Dal canto suo il presidente del Consiglio Ue, Herman Van Rompuy, ha detto che l'accordo attua «un meccanismo pienamente operativo e contribuirà decisamente alla stabilità finanziaria della Grecia e della zona euro». Van Rompuy ha quindi aggiunto: «I negoziati tra la Commissione europea, la Bce, l'Fmi e le autorità della Grecia sul programma di assistenza rappresentano un passo decisivo e provvederanno a fornire una valutazione sulla necessità dell'esatto finanziamento e sulle condizioni dell'assistenza. Su questa base gli Stati membri decideranno, se necessario, l'attivazione del loro supporto finanziario».

Questa mattina il presidente della Commissione, José Manule Durão Barroso, ha tenuto a sottolineare che, in virtù di questa intesa, l'europa ha dimostrato «solidarietà e responsabilità». È intervenuto poi il ministro dell'Economia francese, Christine Lagarde, che ha dichiarato: «È un accordo tecnico che è molto specifico e consentirà a tutti di sapere chi contribuisce e a cosa».

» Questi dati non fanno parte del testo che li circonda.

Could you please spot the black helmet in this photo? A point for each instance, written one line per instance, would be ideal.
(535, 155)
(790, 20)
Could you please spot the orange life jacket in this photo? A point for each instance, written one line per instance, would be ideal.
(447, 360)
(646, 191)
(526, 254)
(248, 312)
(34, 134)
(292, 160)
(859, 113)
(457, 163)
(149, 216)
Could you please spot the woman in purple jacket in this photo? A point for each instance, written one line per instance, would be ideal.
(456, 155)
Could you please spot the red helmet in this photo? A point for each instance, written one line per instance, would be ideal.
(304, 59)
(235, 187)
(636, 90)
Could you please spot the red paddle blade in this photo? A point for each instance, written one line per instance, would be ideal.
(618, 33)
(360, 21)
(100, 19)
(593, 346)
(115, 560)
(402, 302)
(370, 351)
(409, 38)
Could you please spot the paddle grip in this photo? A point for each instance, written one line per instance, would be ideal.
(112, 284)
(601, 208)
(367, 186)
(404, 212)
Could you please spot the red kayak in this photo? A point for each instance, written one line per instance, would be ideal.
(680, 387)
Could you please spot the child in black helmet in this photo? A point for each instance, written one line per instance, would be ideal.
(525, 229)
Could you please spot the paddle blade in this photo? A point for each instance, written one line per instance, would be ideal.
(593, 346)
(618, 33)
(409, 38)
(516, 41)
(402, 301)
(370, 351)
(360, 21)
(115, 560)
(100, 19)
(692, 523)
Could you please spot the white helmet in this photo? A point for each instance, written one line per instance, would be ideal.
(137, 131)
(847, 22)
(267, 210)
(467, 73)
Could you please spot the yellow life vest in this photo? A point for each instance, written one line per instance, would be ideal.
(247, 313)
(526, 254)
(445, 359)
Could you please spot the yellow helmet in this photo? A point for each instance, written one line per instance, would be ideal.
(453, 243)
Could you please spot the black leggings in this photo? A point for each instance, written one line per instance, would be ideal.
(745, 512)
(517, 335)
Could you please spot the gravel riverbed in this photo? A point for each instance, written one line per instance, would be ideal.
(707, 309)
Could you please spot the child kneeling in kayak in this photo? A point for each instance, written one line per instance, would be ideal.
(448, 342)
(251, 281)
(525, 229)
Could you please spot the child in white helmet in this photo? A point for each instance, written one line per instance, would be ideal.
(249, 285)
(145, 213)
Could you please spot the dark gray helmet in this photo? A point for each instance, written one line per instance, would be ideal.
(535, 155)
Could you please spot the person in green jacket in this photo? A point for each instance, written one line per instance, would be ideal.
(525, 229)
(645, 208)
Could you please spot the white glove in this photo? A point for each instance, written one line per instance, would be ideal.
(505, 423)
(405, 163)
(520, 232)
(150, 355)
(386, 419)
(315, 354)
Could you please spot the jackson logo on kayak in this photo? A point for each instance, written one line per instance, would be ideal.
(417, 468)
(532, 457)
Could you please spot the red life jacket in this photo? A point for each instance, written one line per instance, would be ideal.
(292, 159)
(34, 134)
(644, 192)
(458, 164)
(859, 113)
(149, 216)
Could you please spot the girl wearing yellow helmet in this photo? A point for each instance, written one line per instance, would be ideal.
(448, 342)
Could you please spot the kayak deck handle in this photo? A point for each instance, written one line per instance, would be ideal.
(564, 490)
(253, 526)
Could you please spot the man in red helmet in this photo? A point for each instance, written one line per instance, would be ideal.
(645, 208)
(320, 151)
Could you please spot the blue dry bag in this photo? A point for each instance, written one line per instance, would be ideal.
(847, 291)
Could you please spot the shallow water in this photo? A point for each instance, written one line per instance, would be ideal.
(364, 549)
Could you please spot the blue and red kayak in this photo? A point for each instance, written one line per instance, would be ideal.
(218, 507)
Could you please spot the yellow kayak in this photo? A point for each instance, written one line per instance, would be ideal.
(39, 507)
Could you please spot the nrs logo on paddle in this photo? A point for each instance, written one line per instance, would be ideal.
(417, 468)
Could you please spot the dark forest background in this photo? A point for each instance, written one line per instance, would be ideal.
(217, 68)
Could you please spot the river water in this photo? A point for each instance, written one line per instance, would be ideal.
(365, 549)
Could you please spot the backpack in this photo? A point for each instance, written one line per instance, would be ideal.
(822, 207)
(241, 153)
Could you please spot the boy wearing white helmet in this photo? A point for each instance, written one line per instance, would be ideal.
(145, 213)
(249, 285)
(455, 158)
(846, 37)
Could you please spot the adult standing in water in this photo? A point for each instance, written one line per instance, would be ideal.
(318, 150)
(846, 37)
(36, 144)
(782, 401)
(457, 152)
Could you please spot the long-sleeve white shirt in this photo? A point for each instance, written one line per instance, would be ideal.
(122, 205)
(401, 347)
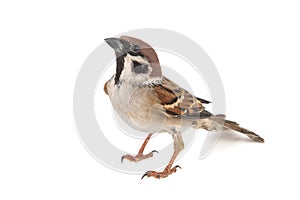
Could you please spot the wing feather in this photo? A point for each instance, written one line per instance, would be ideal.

In un'intervista al «Corriere della Sera», Lorenzo Bini Smaghi, del comitato esecutivo della Banca centrale europea, nel commentare l'accordo ha dichiarato: «Abbiamo evitato in Europa quello che è successo negli Stati Uniti con Lehman».

La crisi greca, secondo Bini Smaghi, poteva innescare un meccanismo di contagio tale da coinvolgere altri Paesi e altre istituzioni. Per scongiurare situazioni simili, in futuro, «bisogna evitare in anticipo che si creino divergenze così profonde».

Quanto alla posizione della Germania, Bini Smaghi precisa che i tedeschi «hanno posto una questione legittima»: tuttavia, portare alle estreme conseguenze le difficoltà di un Paese avrebbe avuto «un effetto di contagio su tutti i mercati finanziari, compreso quello tedesco».

Come rilevano gli analisti, ora che un primo pacchetto di aiuti è stato varato, si apre una fase nuova, anche difficile. Dal momento che per salvare la Grecia, nonché se stessa, l'Europa dovrà da ora in poi convivere con il Fondo monetario internazionale. Potrebbe dunque profilarsi, a detta degli osservatori, un duello su chi guiderà il piano di salvataggio. Oggi intanto si riuniscono ad Atene una delegazione della Commissione Ue, della Banca centrale europea e dell'Fmi. Insieme saranno chiamati a indicare le condizioni alle quali la Grecia dovrà sottostare per ricevere l'aiuto contenuto nel pacchetto varato ieri. Su questo punto, segnalano gli osservatori, vi è ancora ambiguità, perché fra Bruxelles e Washington un accordo preciso sulle condizioni e i soldi ancora non c'è.